Microsoft founder Bill Gates has dismissed non-fungible tokens (NFTs) and said he preferred to invest in assets with tangible outputs, such as factories or farms. The tech billionaire added that NFTs were 100% based on the “greater fool” theory — the financial concept that says that even the most overpriced asset would make money as long as there was a “greater fool” to sell it to.
Speaking at a climate change event hosted by TechCrunch, Gates said he would rather invest in a company where they made products, adding that he held no position in NFTs or cryptocurrencies. “I’m not involved in that. I’m not long or short in any of those things,” Gates said, suggesting that he was suspicious of assets designed to avoid taxation or government rules.

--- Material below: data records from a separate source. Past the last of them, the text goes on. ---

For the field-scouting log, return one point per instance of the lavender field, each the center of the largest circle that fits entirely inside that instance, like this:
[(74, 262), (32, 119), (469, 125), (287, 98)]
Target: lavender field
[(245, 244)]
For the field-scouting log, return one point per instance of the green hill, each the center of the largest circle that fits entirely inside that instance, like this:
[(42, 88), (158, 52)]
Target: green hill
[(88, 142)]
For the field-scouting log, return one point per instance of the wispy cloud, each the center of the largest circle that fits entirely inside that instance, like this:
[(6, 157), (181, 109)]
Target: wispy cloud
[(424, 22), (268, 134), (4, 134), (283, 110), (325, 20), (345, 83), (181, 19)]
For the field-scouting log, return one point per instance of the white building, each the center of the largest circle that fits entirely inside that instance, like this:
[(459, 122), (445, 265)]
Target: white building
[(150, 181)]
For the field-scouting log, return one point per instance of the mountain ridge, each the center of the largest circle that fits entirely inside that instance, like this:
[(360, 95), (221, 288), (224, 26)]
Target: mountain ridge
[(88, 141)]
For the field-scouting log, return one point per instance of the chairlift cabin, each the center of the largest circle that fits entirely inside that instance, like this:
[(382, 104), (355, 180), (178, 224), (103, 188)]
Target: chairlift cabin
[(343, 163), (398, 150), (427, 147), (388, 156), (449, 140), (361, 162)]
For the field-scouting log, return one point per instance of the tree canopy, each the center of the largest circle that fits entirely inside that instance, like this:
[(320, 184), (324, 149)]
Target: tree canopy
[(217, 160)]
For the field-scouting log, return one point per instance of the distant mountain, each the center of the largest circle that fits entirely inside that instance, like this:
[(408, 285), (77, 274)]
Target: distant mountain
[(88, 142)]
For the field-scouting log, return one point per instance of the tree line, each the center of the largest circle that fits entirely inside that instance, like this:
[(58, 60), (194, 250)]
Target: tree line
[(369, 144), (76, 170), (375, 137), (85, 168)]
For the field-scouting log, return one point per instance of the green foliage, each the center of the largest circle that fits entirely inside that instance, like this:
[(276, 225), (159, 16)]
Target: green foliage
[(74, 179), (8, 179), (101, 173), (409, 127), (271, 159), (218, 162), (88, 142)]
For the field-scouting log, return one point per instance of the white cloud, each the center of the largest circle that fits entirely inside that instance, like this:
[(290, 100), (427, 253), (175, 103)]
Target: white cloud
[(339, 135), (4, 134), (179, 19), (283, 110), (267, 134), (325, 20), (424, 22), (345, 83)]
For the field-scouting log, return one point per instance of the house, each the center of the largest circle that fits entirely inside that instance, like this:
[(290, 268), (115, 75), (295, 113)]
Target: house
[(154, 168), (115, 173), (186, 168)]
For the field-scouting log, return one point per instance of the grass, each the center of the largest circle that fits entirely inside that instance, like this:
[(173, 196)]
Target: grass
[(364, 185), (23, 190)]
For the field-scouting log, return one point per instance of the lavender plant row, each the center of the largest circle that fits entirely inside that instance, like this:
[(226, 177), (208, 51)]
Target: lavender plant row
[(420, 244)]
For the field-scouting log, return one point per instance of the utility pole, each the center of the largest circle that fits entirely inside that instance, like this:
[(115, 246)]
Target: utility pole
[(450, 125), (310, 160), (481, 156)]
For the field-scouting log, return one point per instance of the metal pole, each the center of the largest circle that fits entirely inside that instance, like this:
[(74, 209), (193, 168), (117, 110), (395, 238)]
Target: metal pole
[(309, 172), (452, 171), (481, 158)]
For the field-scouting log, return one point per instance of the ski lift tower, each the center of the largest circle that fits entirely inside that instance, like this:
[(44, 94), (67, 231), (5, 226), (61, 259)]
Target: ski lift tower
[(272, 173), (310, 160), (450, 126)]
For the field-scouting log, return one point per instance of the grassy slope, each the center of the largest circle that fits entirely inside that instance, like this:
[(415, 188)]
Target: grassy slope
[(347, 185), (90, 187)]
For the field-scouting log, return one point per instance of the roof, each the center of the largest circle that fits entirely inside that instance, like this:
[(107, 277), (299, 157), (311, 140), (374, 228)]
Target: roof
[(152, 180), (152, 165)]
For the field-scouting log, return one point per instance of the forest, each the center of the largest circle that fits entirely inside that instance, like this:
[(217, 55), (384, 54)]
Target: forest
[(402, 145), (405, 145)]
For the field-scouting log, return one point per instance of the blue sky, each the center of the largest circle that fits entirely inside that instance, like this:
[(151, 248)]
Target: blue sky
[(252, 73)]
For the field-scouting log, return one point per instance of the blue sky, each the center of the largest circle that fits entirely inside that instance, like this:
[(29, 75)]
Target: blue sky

“Obviously, expensive digital images of monkeys are going to improve the world immensely,” Gates said in reference to the Bored Ape Yacht Club, a flagship NFT project.
This is not the first time that Gates has expressed doubts over cryptocurrencies. In a February 2021 interview, he expressed concern over the dangers of investors buying into Bitcoin at a time the cryptocurrency’s value was volatile and could be tanked by a tweet from a prominent investor, such as Tesla CEO Elon Musk.

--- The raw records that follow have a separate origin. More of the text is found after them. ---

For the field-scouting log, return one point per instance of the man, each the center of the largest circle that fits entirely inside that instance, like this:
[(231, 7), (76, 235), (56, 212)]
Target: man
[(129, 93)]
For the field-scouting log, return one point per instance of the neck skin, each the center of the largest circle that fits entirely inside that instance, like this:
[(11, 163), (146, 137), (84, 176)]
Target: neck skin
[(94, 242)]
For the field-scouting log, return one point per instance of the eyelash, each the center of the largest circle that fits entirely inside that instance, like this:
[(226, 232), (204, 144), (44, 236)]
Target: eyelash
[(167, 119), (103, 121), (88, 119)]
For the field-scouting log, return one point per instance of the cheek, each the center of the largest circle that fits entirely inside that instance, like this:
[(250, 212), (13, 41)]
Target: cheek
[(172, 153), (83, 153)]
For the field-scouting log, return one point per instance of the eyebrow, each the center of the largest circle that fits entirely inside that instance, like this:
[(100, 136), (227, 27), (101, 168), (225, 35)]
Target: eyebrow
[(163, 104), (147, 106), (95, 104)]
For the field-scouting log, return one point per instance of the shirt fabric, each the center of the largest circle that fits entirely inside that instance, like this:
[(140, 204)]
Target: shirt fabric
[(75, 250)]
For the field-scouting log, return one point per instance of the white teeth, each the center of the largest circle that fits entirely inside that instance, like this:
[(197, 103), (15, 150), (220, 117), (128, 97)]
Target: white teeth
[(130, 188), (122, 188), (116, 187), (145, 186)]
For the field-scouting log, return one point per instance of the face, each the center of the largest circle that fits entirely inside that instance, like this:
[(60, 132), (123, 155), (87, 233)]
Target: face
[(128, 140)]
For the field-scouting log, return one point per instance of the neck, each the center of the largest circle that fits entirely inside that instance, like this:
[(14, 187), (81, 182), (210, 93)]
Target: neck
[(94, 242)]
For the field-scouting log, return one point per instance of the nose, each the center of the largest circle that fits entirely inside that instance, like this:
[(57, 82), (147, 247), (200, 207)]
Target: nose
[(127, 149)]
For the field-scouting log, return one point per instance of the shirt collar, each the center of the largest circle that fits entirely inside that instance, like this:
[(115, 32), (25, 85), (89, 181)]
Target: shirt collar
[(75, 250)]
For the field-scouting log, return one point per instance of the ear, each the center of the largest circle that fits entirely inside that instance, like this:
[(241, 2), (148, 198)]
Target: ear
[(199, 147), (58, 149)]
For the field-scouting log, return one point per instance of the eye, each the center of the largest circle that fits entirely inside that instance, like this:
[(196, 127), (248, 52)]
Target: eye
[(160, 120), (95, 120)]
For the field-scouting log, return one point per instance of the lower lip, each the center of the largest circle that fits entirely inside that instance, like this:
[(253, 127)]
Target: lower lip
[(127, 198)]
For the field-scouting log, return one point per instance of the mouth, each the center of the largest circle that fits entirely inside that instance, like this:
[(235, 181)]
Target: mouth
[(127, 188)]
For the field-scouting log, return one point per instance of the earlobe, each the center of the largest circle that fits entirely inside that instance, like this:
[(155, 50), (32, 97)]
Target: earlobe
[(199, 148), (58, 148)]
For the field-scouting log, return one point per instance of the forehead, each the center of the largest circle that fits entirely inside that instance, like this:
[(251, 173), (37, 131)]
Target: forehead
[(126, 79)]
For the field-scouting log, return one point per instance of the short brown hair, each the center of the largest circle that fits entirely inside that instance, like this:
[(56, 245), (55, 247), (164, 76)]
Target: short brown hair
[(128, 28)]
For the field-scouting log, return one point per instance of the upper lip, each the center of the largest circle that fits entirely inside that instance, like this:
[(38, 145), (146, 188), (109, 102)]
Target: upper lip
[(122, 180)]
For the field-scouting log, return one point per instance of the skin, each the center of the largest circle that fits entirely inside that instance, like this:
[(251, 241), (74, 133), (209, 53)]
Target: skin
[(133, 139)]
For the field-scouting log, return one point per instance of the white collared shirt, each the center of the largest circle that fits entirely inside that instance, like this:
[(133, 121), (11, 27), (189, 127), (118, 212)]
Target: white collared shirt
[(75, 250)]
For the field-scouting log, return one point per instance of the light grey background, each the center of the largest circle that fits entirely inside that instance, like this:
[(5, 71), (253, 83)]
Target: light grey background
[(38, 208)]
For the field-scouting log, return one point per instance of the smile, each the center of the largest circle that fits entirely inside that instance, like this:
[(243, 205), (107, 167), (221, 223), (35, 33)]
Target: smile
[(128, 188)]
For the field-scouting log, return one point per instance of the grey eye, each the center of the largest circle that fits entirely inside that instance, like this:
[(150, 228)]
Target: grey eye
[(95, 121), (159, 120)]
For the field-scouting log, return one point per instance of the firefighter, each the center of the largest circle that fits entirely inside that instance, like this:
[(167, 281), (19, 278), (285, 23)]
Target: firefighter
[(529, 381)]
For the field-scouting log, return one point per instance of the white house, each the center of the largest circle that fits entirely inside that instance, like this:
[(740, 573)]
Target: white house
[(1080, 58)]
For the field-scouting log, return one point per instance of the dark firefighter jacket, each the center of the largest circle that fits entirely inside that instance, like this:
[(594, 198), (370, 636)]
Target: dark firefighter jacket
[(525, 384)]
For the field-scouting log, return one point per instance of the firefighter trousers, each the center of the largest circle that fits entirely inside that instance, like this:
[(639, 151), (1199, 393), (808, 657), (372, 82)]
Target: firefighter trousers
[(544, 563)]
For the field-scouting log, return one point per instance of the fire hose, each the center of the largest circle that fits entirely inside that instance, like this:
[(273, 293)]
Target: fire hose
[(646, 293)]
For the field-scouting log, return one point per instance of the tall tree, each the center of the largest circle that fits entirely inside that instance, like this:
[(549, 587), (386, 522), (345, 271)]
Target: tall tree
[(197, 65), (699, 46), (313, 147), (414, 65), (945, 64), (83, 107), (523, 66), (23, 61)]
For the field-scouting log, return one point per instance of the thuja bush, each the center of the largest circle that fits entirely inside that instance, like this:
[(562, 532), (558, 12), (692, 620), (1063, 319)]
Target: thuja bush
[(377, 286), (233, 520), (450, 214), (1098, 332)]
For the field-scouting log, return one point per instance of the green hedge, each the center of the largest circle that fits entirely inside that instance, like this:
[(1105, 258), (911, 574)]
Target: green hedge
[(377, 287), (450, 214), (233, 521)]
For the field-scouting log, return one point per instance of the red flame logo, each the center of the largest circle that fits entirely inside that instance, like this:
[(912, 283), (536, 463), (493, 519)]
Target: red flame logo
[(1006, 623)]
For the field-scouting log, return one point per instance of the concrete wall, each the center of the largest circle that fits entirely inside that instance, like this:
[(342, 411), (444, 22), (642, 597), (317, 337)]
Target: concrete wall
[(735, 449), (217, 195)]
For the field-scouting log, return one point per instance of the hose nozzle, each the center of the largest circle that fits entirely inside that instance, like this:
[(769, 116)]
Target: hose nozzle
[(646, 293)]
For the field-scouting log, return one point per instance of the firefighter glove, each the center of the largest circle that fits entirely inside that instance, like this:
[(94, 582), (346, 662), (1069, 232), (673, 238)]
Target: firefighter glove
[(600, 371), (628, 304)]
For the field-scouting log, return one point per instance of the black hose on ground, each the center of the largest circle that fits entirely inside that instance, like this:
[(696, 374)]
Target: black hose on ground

Gates hit the mark with his warnings about the volatility of cryptocurrencies. At the time of the 2021 interview, Bitcoin was surging and would reach a high of $63,000 in April 2021. It would then dramatically slump, before rising again to an all-time high of over $64,000 in November.
Since then, Bitcoin has crashed again. At the time of filing this report, Bitcoin was trading a tad above $20,000. The dramatic fall is part of a wider convulsion in the crypto world following the collapse of “stablecoin” Terra in May and the failure of crypto lending platform Celsius.
NFT prices have also declined sharply — some of the biggest projects, including the Bored Ape Yacht Club, have more than halved in value. Trading volume, however, has increased as buyers look to snap up the digital assets at rock-bottom prices.